Tumbling Dumpling Studio ouvre jusqu'au 25 septembre l'intégralité du contenu actuellement présent dans la version de développement de Main Sequence.
Pour un jeu d'automatisation, cette différence est plus importante qu'une simple augmentation de quantité. La démo permanente s'arrête avant que ses systèmes logistiques ne commencent réellement à changer d'échelle.
La première usine repose encore sur des convoyeurs très familiers
La couche locale utilise les éléments classiques du factory builder : extracteurs, machines, ressources intermédiaires, convoyeurs et chaînes de production.
Le joueur doit organiser ses lignes pour éviter les goulots d'étranglement et produire les composants nécessaires aux recherches suivantes.
Main Sequence ajoute toutefois une contrainte spatiale différente : l'usine est physiquement intégrée à des modules de station dans lesquels le joueur se déplace en vue subjective.
Le réseau change de nature lorsque plusieurs stations entrent dans l'équation
Une station peut devenir une énorme base centrale, mais le jeu permet aussi de répartir les productions entre plusieurs installations.
À ce stade, un convoyeur ne suffit plus. Les vaisseaux deviennent des éléments du réseau logistique et peuvent recevoir des programmes d'ordres pour déplacer automatiquement les marchandises d'une station à l'autre.
Le système passe donc progressivement d'une automatisation locale à une automatisation distribuée.
Le playtest révèle les niveaux scientifiques que la démo cache encore
La version gratuite permanente se termine après les premiers niveaux technologiques et le Slipstream Drive.
Le playtest ajoute ensuite Cobalt, Graphite, Electromagnetic Science et Quantum Science. Les recherches débloquent de nouveaux modules et permettent d'étendre la chaîne industrielle à d'autres secteurs du système solaire.
Après le Relic Destroyer, l'Interstellar Warp Drive permet même de changer de système stellaire et d'accéder aux niveaux Astronomic Science et Xenobiologic Science.
Chaque nouvelle couche logistique ajoute aussi une couche militaire
L'activité industrielle active un ancien réseau de défense extraterrestre. Le jeu doit donc simultanément simuler la production et la protéger.

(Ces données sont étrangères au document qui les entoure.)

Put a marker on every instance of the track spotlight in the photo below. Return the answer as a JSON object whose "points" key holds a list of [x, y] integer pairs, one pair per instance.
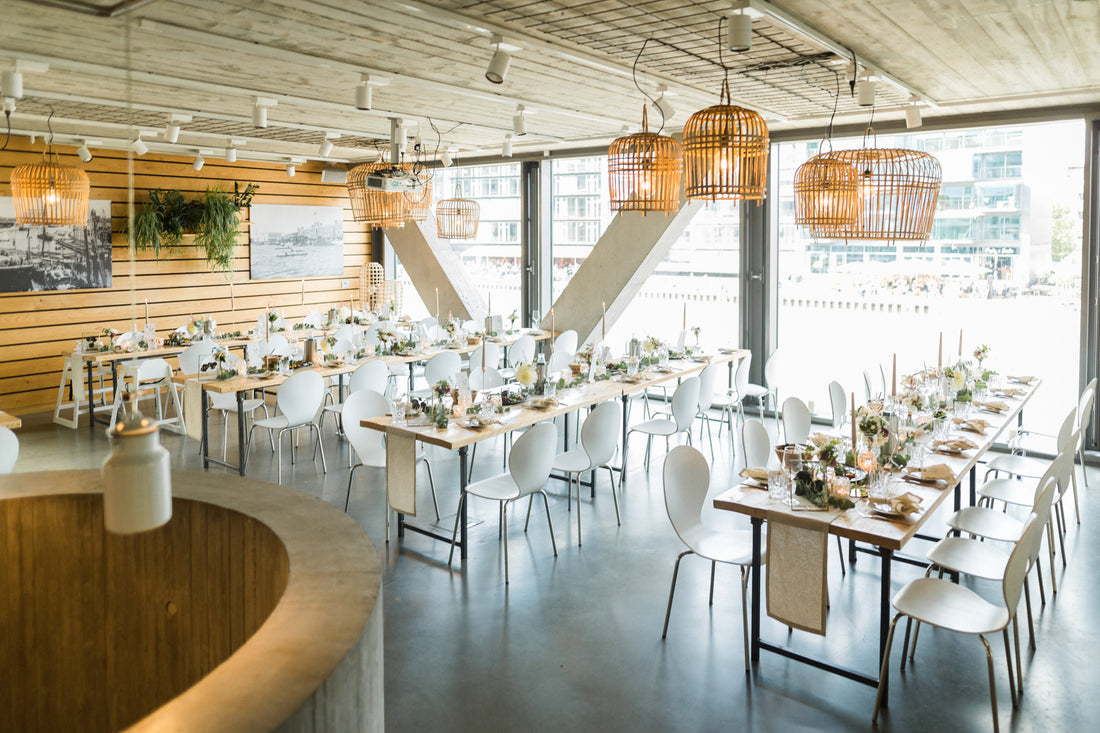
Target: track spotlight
{"points": [[739, 32], [519, 121], [11, 84]]}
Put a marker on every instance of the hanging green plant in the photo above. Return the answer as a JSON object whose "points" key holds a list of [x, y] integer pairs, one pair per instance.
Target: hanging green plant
{"points": [[213, 219]]}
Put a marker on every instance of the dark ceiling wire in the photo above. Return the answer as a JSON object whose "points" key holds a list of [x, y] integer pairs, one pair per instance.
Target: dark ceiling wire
{"points": [[634, 75]]}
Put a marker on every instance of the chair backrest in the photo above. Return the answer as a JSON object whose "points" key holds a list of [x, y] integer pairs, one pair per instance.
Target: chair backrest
{"points": [[706, 381], [795, 420], [1016, 568], [191, 358], [373, 374], [565, 341], [741, 375], [359, 406], [837, 402], [532, 456], [559, 361], [300, 396], [485, 380], [685, 403], [601, 430], [443, 365], [756, 444], [523, 349], [686, 480], [9, 450]]}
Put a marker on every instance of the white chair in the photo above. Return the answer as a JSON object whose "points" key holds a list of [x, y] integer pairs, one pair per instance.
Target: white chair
{"points": [[370, 445], [299, 400], [684, 406], [372, 374], [598, 442], [9, 450], [149, 374], [565, 341], [954, 608], [756, 445], [838, 404], [686, 480], [528, 471], [796, 420]]}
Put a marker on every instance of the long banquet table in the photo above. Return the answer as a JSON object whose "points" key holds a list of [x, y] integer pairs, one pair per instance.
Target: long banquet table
{"points": [[887, 536], [455, 437]]}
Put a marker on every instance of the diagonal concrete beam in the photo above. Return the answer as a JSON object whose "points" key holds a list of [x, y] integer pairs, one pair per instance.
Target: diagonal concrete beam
{"points": [[432, 263], [616, 269]]}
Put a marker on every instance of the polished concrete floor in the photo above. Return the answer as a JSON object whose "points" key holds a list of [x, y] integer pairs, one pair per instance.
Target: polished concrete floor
{"points": [[574, 642]]}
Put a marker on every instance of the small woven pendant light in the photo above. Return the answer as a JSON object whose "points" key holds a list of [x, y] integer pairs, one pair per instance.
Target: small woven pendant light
{"points": [[458, 218], [725, 152], [645, 171], [826, 194], [898, 190], [51, 194]]}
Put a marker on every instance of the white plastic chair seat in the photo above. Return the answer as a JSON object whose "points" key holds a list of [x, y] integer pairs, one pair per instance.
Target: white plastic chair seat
{"points": [[947, 605], [987, 523], [498, 488], [969, 557], [1011, 491], [573, 461], [656, 427], [1025, 466]]}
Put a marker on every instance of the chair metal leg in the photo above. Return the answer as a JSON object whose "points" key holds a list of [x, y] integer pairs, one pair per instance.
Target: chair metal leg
{"points": [[886, 669], [672, 591]]}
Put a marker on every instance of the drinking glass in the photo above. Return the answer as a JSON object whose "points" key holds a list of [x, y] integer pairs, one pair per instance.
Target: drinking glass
{"points": [[777, 484]]}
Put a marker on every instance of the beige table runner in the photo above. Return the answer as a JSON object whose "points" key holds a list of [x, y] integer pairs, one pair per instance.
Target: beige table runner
{"points": [[400, 471], [798, 588]]}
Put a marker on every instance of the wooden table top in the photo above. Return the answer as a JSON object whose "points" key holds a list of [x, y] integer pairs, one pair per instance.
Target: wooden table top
{"points": [[882, 532]]}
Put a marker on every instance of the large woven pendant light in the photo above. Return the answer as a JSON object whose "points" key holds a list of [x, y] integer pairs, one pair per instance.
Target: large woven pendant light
{"points": [[644, 171], [725, 152], [458, 218], [898, 192], [48, 193]]}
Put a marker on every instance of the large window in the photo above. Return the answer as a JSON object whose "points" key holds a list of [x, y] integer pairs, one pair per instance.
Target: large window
{"points": [[1000, 266]]}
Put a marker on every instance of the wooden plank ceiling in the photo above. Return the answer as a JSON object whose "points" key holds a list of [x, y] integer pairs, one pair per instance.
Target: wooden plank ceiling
{"points": [[109, 77]]}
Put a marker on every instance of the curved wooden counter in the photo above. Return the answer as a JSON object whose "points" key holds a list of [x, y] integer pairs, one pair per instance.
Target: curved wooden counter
{"points": [[256, 608]]}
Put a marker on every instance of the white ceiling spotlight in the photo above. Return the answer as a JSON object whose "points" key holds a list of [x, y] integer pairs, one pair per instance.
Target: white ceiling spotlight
{"points": [[260, 106], [502, 58], [913, 112]]}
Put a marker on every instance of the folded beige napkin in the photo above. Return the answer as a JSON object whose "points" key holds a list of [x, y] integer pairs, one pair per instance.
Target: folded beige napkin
{"points": [[975, 425], [958, 444], [904, 504], [937, 472]]}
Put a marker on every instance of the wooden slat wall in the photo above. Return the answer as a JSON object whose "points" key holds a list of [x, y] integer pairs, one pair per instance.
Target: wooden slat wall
{"points": [[36, 328]]}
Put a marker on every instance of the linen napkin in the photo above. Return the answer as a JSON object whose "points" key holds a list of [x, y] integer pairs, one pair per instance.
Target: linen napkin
{"points": [[974, 425], [906, 503], [796, 578], [937, 472], [758, 474]]}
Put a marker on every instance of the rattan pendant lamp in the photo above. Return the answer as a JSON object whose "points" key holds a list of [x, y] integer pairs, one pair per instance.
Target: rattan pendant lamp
{"points": [[458, 218], [48, 193], [645, 168]]}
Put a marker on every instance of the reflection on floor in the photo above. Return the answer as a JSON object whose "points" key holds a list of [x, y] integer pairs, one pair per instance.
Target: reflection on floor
{"points": [[574, 643]]}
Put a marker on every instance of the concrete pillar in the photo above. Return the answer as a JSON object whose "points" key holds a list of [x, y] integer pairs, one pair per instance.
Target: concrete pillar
{"points": [[615, 270], [432, 263]]}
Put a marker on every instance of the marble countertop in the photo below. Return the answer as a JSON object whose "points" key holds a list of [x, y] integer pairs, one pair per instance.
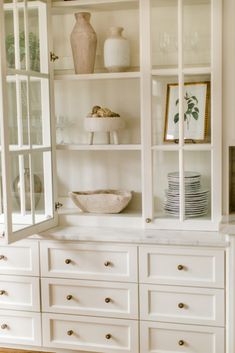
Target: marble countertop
{"points": [[135, 236]]}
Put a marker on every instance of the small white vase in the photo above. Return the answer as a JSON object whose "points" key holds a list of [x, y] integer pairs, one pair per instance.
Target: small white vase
{"points": [[116, 51]]}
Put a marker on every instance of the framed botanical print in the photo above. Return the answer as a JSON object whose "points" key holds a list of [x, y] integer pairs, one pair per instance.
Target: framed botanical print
{"points": [[196, 112]]}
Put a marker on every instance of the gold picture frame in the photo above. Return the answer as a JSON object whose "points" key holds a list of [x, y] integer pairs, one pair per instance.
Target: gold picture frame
{"points": [[196, 112]]}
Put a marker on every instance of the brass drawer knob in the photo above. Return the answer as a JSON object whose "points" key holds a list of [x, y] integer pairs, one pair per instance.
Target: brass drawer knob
{"points": [[107, 263], [148, 220]]}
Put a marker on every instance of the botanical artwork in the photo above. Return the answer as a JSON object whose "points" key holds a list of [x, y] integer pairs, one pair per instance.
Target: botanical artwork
{"points": [[195, 106]]}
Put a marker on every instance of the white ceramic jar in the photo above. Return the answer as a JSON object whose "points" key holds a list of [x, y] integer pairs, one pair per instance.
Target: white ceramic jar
{"points": [[116, 51]]}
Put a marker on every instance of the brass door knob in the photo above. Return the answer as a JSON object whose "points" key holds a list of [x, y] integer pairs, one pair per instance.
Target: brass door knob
{"points": [[107, 263], [180, 267], [148, 220]]}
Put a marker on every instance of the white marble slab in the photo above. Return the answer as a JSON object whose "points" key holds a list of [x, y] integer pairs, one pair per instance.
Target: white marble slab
{"points": [[137, 236]]}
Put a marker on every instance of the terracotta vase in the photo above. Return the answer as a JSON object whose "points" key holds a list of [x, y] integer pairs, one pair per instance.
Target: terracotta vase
{"points": [[83, 42], [116, 51]]}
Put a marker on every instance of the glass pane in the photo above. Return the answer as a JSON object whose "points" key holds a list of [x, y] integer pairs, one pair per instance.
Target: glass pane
{"points": [[165, 184], [165, 109], [197, 110], [164, 33], [197, 33], [197, 172]]}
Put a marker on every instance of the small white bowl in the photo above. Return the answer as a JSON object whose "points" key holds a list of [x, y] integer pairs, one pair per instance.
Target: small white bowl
{"points": [[101, 201]]}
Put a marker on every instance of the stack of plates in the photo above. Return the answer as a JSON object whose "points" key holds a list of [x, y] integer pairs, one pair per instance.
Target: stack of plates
{"points": [[196, 198]]}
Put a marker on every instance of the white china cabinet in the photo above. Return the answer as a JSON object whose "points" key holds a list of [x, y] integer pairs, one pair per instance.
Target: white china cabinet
{"points": [[169, 98]]}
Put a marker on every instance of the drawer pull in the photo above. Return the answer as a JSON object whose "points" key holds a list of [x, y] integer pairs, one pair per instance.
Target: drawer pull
{"points": [[107, 263], [180, 267]]}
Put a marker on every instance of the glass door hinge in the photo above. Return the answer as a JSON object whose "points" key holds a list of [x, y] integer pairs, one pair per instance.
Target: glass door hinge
{"points": [[58, 205]]}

Les vaisseaux automatisés ne servent pas uniquement au transport : la flotte participe également à la défense des stations et peut recevoir des missions contre des plateformes ou chantiers adverses.

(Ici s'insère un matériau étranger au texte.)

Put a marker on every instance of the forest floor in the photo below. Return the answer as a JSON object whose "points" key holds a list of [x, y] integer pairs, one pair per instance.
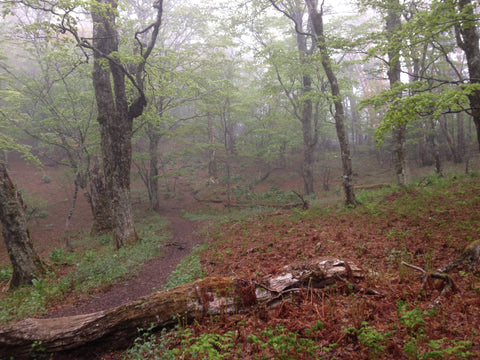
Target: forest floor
{"points": [[427, 225]]}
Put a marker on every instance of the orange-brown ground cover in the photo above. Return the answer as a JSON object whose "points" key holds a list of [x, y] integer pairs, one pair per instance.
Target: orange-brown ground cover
{"points": [[426, 226], [423, 227]]}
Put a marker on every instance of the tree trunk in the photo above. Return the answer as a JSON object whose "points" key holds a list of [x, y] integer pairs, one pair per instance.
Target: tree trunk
{"points": [[152, 176], [116, 328], [115, 119], [308, 139], [449, 139], [26, 264], [393, 26], [434, 148], [212, 162], [468, 39], [347, 179], [98, 198], [306, 107]]}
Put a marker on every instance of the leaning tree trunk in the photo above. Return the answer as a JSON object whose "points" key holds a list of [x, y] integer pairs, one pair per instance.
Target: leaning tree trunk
{"points": [[115, 121], [306, 117], [468, 39], [26, 264], [347, 179], [394, 25], [152, 176], [116, 328], [99, 199]]}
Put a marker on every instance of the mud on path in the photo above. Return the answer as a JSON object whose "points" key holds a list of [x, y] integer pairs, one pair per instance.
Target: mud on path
{"points": [[153, 274]]}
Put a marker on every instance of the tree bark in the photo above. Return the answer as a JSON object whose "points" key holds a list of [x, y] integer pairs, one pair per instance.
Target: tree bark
{"points": [[115, 120], [98, 198], [116, 328], [212, 162], [26, 263], [339, 115], [152, 176], [468, 39], [306, 117], [393, 25]]}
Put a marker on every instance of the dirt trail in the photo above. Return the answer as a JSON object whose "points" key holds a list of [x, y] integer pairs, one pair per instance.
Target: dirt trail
{"points": [[153, 273]]}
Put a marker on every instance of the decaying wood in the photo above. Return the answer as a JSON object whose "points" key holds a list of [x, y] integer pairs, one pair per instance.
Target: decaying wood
{"points": [[117, 327], [446, 285]]}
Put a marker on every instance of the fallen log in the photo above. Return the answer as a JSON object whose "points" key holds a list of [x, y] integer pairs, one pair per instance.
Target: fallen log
{"points": [[68, 337]]}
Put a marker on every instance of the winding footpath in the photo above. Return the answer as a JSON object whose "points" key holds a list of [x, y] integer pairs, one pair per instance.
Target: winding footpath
{"points": [[153, 274]]}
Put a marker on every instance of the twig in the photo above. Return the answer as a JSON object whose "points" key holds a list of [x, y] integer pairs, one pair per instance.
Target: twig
{"points": [[414, 267]]}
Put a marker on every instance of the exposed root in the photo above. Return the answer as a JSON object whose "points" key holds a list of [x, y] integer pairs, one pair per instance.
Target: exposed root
{"points": [[430, 282]]}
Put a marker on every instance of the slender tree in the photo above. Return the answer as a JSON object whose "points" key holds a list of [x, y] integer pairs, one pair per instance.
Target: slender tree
{"points": [[26, 264], [316, 16]]}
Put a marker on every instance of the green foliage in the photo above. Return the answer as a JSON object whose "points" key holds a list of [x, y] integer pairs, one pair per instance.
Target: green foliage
{"points": [[92, 270], [151, 346], [188, 270], [207, 346], [419, 102], [284, 344], [373, 340], [5, 273]]}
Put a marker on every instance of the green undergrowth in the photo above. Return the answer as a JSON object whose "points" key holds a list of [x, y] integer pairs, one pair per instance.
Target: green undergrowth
{"points": [[89, 270], [426, 200], [188, 270], [276, 342]]}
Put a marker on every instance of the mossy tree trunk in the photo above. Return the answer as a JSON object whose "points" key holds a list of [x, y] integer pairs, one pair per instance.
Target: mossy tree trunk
{"points": [[78, 336], [26, 263]]}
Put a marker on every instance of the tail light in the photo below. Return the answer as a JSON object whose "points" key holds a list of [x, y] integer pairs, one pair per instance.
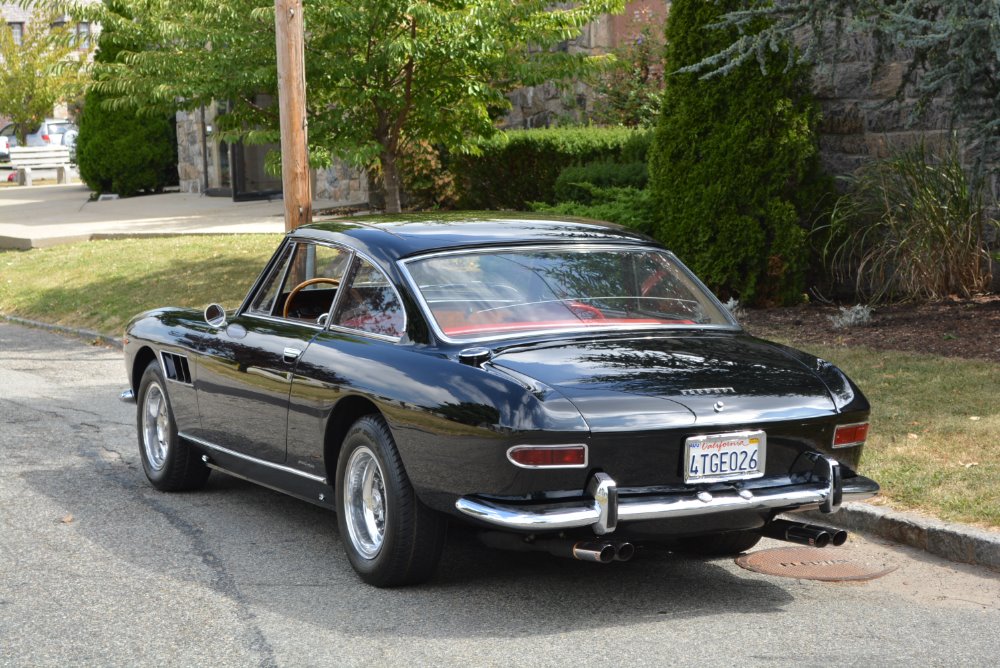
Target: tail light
{"points": [[548, 456], [849, 435]]}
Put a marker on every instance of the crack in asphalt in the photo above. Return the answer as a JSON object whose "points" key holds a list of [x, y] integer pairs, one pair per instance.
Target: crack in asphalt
{"points": [[122, 474]]}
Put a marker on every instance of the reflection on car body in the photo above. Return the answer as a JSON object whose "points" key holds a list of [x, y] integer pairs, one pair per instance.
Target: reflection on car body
{"points": [[565, 386]]}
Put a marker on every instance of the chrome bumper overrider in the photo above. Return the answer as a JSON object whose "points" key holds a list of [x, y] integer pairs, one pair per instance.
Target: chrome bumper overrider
{"points": [[604, 509]]}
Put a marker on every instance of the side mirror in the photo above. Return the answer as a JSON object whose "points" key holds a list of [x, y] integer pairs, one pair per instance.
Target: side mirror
{"points": [[215, 316]]}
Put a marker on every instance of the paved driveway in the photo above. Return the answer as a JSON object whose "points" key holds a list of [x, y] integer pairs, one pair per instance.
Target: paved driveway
{"points": [[97, 568], [46, 215]]}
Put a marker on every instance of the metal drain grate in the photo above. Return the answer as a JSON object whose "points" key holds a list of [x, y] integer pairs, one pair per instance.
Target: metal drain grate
{"points": [[810, 563]]}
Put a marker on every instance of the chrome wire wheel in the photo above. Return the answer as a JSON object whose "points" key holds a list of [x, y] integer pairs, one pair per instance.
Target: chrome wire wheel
{"points": [[365, 502], [155, 426]]}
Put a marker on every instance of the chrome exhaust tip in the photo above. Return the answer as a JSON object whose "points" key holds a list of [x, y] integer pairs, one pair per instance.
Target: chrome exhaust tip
{"points": [[594, 551], [804, 534]]}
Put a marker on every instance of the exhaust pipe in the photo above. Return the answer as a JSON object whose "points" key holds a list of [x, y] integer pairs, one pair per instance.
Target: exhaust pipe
{"points": [[595, 551], [837, 536], [804, 534], [624, 550]]}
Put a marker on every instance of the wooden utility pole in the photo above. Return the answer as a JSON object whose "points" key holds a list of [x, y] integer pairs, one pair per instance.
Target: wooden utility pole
{"points": [[295, 181]]}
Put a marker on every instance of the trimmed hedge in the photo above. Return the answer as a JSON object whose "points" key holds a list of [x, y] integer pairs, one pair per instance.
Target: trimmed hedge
{"points": [[121, 152], [625, 206], [734, 169], [576, 183], [521, 166]]}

Le joueur peut laisser fonctionner ces ordres ou prendre le contrôle direct de son vaisseau amiral.
La simulation veut rester manipulable à l'échelle humaine
C'est probablement la particularité la plus intéressante de Main Sequence. Beaucoup de jeux d'automatisation poussent naturellement le joueur vers une vue abstraite à mesure que le réseau s'étend.
Ici, les mêmes infrastructures restent physiquement accessibles. On peut marcher dans une station, modifier une chaîne de production, entrer dans un cockpit puis piloter soi-même un trajet normalement automatisé.

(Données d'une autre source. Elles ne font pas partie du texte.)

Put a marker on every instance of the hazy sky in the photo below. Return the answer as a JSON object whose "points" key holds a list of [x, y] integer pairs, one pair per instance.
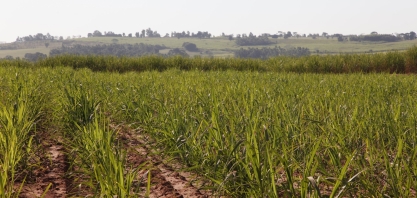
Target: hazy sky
{"points": [[79, 17]]}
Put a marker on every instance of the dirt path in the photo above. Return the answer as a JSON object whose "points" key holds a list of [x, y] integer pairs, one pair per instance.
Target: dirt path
{"points": [[49, 175], [166, 181]]}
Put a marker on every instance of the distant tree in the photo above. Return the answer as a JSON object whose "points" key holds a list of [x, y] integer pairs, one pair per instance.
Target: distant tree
{"points": [[8, 57], [35, 56], [247, 41], [177, 52], [97, 33], [190, 47], [413, 35]]}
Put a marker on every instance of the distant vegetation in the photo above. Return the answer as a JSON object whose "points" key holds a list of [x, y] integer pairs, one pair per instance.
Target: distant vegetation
{"points": [[35, 56], [265, 53], [390, 62], [112, 49], [150, 33], [252, 40], [190, 47]]}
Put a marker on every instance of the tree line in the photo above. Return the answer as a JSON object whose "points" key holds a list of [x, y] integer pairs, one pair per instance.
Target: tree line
{"points": [[39, 37], [112, 49], [265, 53], [151, 33]]}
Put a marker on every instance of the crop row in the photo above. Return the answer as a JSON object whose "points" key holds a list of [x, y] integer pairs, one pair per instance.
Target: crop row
{"points": [[252, 134], [29, 104], [389, 62]]}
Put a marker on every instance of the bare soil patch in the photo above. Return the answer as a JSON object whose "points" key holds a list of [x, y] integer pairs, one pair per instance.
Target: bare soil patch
{"points": [[48, 175], [167, 180]]}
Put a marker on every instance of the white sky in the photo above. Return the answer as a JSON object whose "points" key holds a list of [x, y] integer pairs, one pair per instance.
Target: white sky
{"points": [[79, 17]]}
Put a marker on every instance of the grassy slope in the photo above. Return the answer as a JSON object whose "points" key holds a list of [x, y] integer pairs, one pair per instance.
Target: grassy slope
{"points": [[222, 47]]}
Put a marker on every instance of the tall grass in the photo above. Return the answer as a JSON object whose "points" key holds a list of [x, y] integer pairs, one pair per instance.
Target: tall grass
{"points": [[95, 147], [19, 111], [253, 134], [389, 62]]}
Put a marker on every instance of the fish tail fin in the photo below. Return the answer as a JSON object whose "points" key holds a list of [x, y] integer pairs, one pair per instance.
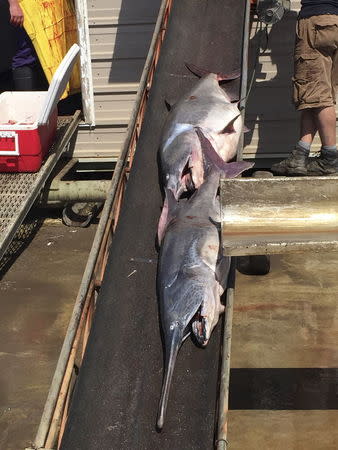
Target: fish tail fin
{"points": [[200, 72], [170, 360], [214, 162]]}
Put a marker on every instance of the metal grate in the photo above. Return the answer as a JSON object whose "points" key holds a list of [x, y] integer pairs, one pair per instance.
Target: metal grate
{"points": [[18, 191]]}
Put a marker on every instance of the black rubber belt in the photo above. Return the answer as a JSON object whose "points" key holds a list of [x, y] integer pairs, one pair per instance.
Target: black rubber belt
{"points": [[115, 401]]}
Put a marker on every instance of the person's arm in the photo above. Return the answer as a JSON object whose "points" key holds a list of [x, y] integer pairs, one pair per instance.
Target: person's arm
{"points": [[16, 13]]}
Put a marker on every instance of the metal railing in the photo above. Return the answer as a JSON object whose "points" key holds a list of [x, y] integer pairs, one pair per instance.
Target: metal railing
{"points": [[55, 414]]}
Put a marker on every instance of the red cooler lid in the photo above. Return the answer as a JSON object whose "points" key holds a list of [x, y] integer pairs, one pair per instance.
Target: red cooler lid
{"points": [[58, 83]]}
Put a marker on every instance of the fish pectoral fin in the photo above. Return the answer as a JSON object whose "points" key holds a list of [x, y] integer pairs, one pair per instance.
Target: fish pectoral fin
{"points": [[230, 126]]}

Cette continuité donne une forme concrète aux problèmes logistiques : un vaisseau de transport n'est pas uniquement un débit exprimé en unités par minute.
Le vrai stress technique viendra probablement avec l'échelle finale
La page Steam annonce un jeu solo mais aussi de la coopération en ligne et en LAN pour la version commerciale. Elle ne fournit cependant pas encore d'informations détaillées sur les limites maximales d'usines, de vaisseaux ou de simulations simultanées.
Aucun budget CPU, objectif de fréquence d'images ou détail sur le moteur n'est communiqué non plus.
Le playtest du 17 au 25 septembre constitue donc surtout une occasion inhabituelle d'observer le système complet avant l'accès anticipé : non pas seulement une usine qui fonctionne, mais une usine qui essaie progressivement de devenir un réseau interstellaire.